For the past 18 years, I have had a basic set schedule. Wake up and get ready for school, attend classes and go home to do more work. Attending Weber State University for the past four years, I have learned numerous lessons. Among those have been critical thinking, leadership skills and, my greatest downfall, time management.
Procrastinating was something I could get away with in high school, so I unfortunately made a habit of it throughout my college experience. College is a completely different ballgame. How much time I spent on a project or a final paper was a reflection of my grade, and more often than not, my professors would notice.
A couple of years ago, I was a psychology major before switching to multimedia journalism. Thinking I could get away with procrastinating, I gave myself one night to finish a poster project and a research paper for my child psychology class.
Needless to say, it did not work out in my favor. I rehearsed my main points in my head as best as I could, but when my professor asked more difficult questions, my brain was left empty.
I gave myself approximately five hours to work on both the poster and the research paper, and my professor pointed out the flaws in my research. With invalid and unreliable sources, my project ended up being a failure.
Learning from that experience, I told myself I would never wait until the day before to do a semester’s worth of work in five hours.
With much to learn still, my procrastination problem has gotten better over the past year. If I have something to turn in, I no longer wait until the day of to do it, and I do my best to balance school, work and The Signpost.
With that being said, I don’t only allow myself to be available to school and work. That will cause burnout, and I have 100% been there.
With strictly online classes, after attending my classes from Zoom, I’ll sometimes take a nap for a couple hours, play some video games or spend time with my sister to refresh my brain from the never-ending blank stare at the screen.
According to the organization and website Lifehack writer Jill Harness taking a 40-minute nap improves alertness by an average of 34%. For those who refuse to take breaks throughout the day, studies show that taking regular breaks of just two minutes increased productivity over 11%.
Taking those two minutes to stand and stretch, rest your eyes and check on social media is beneficial and has helped me. I have been disciplined to stay at my desk whilst taking two-minute breaks, despite the fact that my bed is three feet away from me.
Understanding how I learn has been a journey throughout my college career, and even though I still have more to learn as I move beyond college, I have a basic understanding of how I need to keep my procrastinating in check.
Struggling with attention deficit disorder, I still have yet to find what works best for me. All I can do is give myself enough time to complete my work, ask my professors clarifying questions and know that, at the end of the day, I am doing my best work.
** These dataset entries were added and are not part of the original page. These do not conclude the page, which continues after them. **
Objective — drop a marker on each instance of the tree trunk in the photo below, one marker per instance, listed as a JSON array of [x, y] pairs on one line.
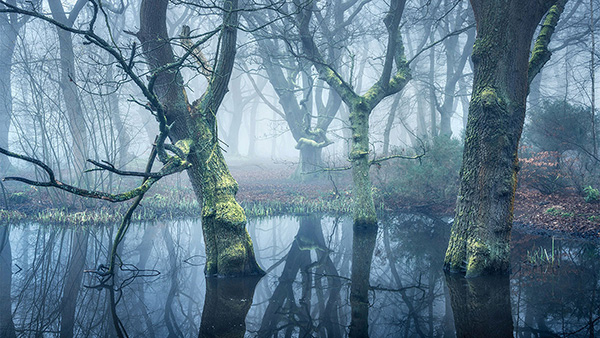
[[480, 240], [363, 245], [390, 124], [364, 206], [7, 327], [225, 307], [74, 275], [432, 96]]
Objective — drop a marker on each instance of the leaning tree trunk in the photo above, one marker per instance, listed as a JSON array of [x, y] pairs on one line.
[[229, 250], [7, 327], [480, 240]]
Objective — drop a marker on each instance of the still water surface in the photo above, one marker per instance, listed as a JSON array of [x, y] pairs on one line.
[[324, 280]]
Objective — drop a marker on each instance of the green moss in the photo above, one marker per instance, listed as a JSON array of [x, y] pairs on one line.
[[489, 97]]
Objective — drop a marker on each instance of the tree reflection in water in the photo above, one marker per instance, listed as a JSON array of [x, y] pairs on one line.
[[325, 279], [481, 305]]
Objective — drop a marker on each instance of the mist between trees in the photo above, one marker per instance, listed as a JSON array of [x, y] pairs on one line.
[[91, 93]]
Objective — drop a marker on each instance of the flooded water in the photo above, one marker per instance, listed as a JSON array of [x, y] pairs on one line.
[[324, 280]]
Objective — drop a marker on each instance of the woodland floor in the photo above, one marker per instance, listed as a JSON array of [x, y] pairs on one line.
[[267, 190]]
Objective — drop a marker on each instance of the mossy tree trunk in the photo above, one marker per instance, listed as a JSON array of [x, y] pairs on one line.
[[360, 106], [363, 245], [229, 248], [7, 326], [68, 86], [480, 239]]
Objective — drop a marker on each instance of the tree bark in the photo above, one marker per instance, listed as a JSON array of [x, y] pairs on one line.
[[72, 284], [480, 240], [71, 98], [7, 326], [229, 250], [363, 245]]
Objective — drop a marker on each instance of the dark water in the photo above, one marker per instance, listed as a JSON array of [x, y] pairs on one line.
[[324, 280]]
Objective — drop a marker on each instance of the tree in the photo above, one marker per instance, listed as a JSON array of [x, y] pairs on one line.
[[10, 25], [360, 106], [480, 240], [191, 127]]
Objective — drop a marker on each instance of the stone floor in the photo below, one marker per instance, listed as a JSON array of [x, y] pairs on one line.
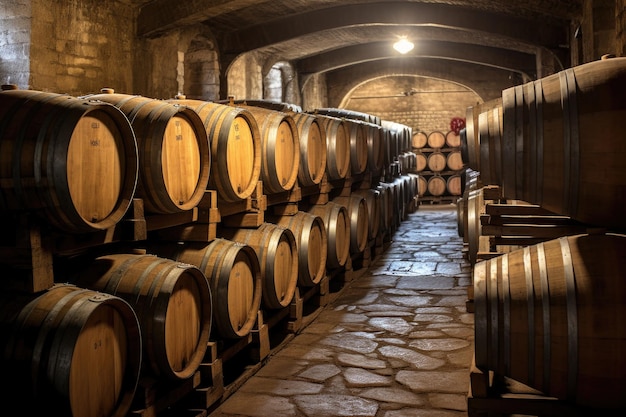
[[396, 342]]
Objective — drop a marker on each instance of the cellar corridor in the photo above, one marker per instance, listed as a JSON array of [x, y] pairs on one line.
[[396, 341]]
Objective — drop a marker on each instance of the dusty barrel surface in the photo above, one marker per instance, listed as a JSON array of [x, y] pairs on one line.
[[174, 151], [72, 160], [547, 316], [235, 139], [234, 274], [280, 148], [53, 343], [173, 304], [312, 241], [277, 252]]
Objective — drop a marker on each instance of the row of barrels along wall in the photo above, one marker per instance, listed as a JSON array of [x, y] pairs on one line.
[[155, 307], [555, 324], [439, 162]]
Some tasks I do to help me stay on top of assignments and appointments, among other things, is to make a schedule. I find that writing a basic rundown of my week helps me to stay better organized because I tend to remember my schedule better.
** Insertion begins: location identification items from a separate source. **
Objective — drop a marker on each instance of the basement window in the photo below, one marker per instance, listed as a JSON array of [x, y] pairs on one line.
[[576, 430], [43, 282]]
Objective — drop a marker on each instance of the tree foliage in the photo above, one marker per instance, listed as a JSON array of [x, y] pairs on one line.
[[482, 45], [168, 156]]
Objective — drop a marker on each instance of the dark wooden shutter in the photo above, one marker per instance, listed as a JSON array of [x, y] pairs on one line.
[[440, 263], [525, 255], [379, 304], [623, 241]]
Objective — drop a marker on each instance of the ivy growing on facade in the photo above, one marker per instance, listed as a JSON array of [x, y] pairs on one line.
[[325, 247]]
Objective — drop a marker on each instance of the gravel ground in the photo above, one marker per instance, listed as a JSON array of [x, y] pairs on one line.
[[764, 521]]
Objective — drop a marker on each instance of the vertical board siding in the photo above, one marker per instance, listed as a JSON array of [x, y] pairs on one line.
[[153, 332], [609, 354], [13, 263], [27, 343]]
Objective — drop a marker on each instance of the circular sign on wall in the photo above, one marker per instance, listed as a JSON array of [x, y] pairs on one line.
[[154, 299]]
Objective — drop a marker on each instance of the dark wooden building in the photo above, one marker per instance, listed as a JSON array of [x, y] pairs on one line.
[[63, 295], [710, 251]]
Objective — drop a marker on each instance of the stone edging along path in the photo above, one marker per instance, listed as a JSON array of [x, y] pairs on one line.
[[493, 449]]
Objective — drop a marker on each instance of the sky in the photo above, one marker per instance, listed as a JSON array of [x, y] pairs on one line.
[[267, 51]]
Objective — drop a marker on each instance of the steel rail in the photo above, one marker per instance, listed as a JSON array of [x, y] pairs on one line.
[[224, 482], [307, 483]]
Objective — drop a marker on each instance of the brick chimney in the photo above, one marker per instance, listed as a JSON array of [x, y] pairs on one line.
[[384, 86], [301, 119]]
Something else I do is double check plans that I’ve made with friends. Hanging out with friends is important to me and my overall well-being, but if plans fall through, I know I should be doing something productive in the meantime, like cleaning, working on homework or working on a hobby.
Staying productive while taking frequent breaks refreshes my brain. Listening to my body has helped me realize when I need to take breaks, when I need a nap and when I can push through finishing my work.
Attending WSU has taught me so much about myself and how much of a workload I can handle, so I am grateful for all of the experiences I have had at Weber, despite the countless hours I have spent stressing over test scores, my GPA and balancing school, work and my social life.